[2022_02_08_01]福島など食品輸出可能に 台湾が11年ぶり受け入れ(時事通信2022年2月8日)
 
参照元
福島など食品輸出可能に 台湾が11年ぶり受け入れ

 農林水産省は8日、台湾が福島県など5県産の食品に対する輸入規制の緩和案をまとめたと発表した。台湾での手続きが順調に進めば、今月下旬にも、東京電力福島第1原発事故後の導入から約11年ぶりに輸入停止措置が一部の品目を除き解除される見通し。ただ、台湾以外でも、中国、韓国など13カ国・地域で日本産食品への輸入規制が続いており、政府は早期撤廃へ外交努力を続ける。
 日本の農林水産物・食品の輸出額は2021年に初めて1兆円を超え、うち台湾は全体の1割を占める4位の輸出先。日本は輸出額を25年に2兆円、30年に5兆円へ増やす目標を掲げており、台湾の規制緩和で輸出拡大が期待される。
 農水省によると、福島、茨城、栃木、群馬、千葉の5県産の食品は、酒類を除いて台湾へ輸出できなかったが、緩和後は放射性物質検査報告書と産地証明書の添付を条件に輸出が可能となる見込み。キノコ類と野生鳥獣肉、コシアブラは、引き続き輸出できない。農水省は、台湾向けにコメやサツマイモなどの輸出が見込めるとみている。
 台湾は一方、岩手、宮城、山梨、静岡の各県産のキノコ類の輸入について、新たに放射性物質検査報告書の提出を求める方針も示した。

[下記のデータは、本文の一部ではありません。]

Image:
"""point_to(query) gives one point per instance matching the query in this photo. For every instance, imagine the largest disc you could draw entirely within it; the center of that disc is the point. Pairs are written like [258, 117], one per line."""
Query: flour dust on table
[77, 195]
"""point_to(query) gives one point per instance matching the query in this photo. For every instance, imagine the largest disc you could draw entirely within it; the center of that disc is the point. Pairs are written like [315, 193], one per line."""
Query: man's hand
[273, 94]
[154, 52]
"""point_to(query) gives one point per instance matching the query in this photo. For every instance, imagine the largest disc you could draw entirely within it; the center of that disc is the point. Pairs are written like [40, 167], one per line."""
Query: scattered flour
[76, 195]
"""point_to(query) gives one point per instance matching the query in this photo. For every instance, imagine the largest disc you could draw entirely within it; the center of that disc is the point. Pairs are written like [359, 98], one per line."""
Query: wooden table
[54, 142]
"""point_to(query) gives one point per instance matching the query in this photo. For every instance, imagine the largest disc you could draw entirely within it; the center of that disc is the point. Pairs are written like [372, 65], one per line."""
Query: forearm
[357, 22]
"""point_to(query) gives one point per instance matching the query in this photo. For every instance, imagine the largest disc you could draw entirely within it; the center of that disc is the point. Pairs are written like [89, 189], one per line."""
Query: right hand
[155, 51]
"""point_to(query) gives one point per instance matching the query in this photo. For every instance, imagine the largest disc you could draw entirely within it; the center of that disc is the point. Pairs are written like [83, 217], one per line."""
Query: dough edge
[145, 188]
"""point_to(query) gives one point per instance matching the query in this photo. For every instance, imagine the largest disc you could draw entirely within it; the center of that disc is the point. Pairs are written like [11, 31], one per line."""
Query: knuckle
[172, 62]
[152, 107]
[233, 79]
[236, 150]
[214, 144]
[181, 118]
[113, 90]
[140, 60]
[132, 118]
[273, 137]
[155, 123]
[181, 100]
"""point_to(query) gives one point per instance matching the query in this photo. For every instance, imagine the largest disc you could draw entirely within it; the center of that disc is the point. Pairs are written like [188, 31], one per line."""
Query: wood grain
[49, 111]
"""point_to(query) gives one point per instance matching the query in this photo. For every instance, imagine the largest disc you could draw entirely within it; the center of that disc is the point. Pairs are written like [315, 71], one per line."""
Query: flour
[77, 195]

 5県産の食品をめぐり、台湾は16年の蔡英文政権発足後に禁輸解除に向けて動きだしたが、18年の住民投票で2年間の禁輸継続が決まり、議論が先送りとなっていた。その後、21年9月に環太平洋連携協定(TPP)への加入を申請、加入交渉入りの障害になるとみられる禁輸措置の緩和に踏み出した形だ。
 日本産食品に対する輸入停止措置が残っているのは、台湾のほか、中国、香港、韓国、マカオ。農水省は「あらゆる機会を捉えて早期撤廃を働き掛けていく」(幹部)と説明している。